Origins of Football in the Levant

Mohamad El Chamaa
Archivist  

Association football at the Syrian Protestant College traces its origins back to Victorian England, where it was played first by students of elite schools since 1850 as a result of the ethos of Muscular Christianity in England.

By 1880, football and other sports like rugby were made mandatory, with some schools such as Lancing College and Harrow School making it a twice-a-week regiment. Men of the lower echelons of society were also exposed to football through schooling, the local YMCA or church, and factories with football teams. The rules of the game were formalized in 1863, which led to the creation of the English Football Association. Enthusiasm for association football also permeated into the British military, and most importantly the British Navy. Football was used to keep soldiers fit and preoccupied, especially in the case of the Navy when ships were docked in strategic ports of the British Empire, specifically in Egypt.
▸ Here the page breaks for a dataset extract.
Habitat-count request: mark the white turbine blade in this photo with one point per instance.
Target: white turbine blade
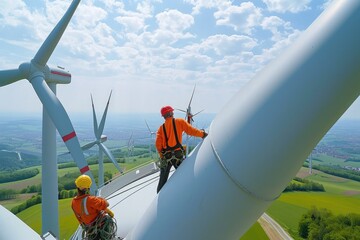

Both the institution of soccer in English schools and the football tournaments played by the British Navy were instrumental to importing and molding football on the grounds of the Syrian Protestant College. The development of football as a British sport was in the backdrop in the life of a young English Quaker by the name of Thomas Little, born circa 1857. For the first half of his life, Little was an educator at countless schools, including Rawdon College and Wigton School.

Little was no stranger to the development of football in schools, which was taking place at the time. In 1887, he was stationed in Brummana at the boys’ training hall (now Brummana High School.)  

There in Brummana,  Thomas Little introduced the rudiments of association football to the Levant through his students. To this day, locals claim that the first football field in the Middle East was in Brummana. The Egyptian students at the Syrian Protestant College are also credited with popularizing the game on campus, as they had seen it played by British soldiers in Egypt.

Canadian Charles Webster made football part of the Field Day activities in 1896. The British Navy’s role in molding football on the SPC grounds didn’t end there. On more than one occasion, football teams of British Navy ships (composed of Navy staff and Seamen) would stop by the SPC campus to play football with student and staff teams.

1910 saw the visit of the crew of the H.M.S. Barham, which played against and beat both the student team and the staff team.  The physical director of SPC at the time, Joseph Smurthwaite, noted that because of the “style of play shared with us, that we have yet a great deal to learn.” The field was narrower than what the British Navy men were used to. Another visit by the British Navy came in the year 1912, with the football team of the H.M.S Edinburgh playing against the SPC team.

In February of 1914, the football team of the H.M.S. Chatham arrived to play on campus and defeated both the student and the staff teams; the New-Zealand Chatham Cup was named after the ship that the crew members worked on.

Members of the British Navy weren’t the only armed forces to visit the campus’ football field. Howard Bliss mentions “the use of our splendid athletic field at the disposal of armed men of war of various nationalities that have visited Beirut.” In addition to military men away from home, the SPC football field also hosted non-combatant crew members, such as those of the commercial White Star Liner the S.S. Arabic, which is the same S.S. Arabic that was sunk by the German submarine U-24 three months after the sinking of the Lusitania.

The SPC teams did not only host foreign players; the staff and the student teams also played football in Cyprus, where they presumably won against the British Navy that was stationed there under the British protectorate of Cyprus. The teams also played in Jerusalem during the Easter time.

Furthermore, like college sports today in America, the Syrian Protestant College sold tickets for audiences to watch the football matches unfold. A 1911 issue of Al-Kulliyeh urges readers to attend the football matches to generate revenue for the renovation of the athletic facilities. The football field’s foreign visitors stated above give the reader an idea of the attractiveness of the field, given that it was the only one of its kind in Beirut at the time.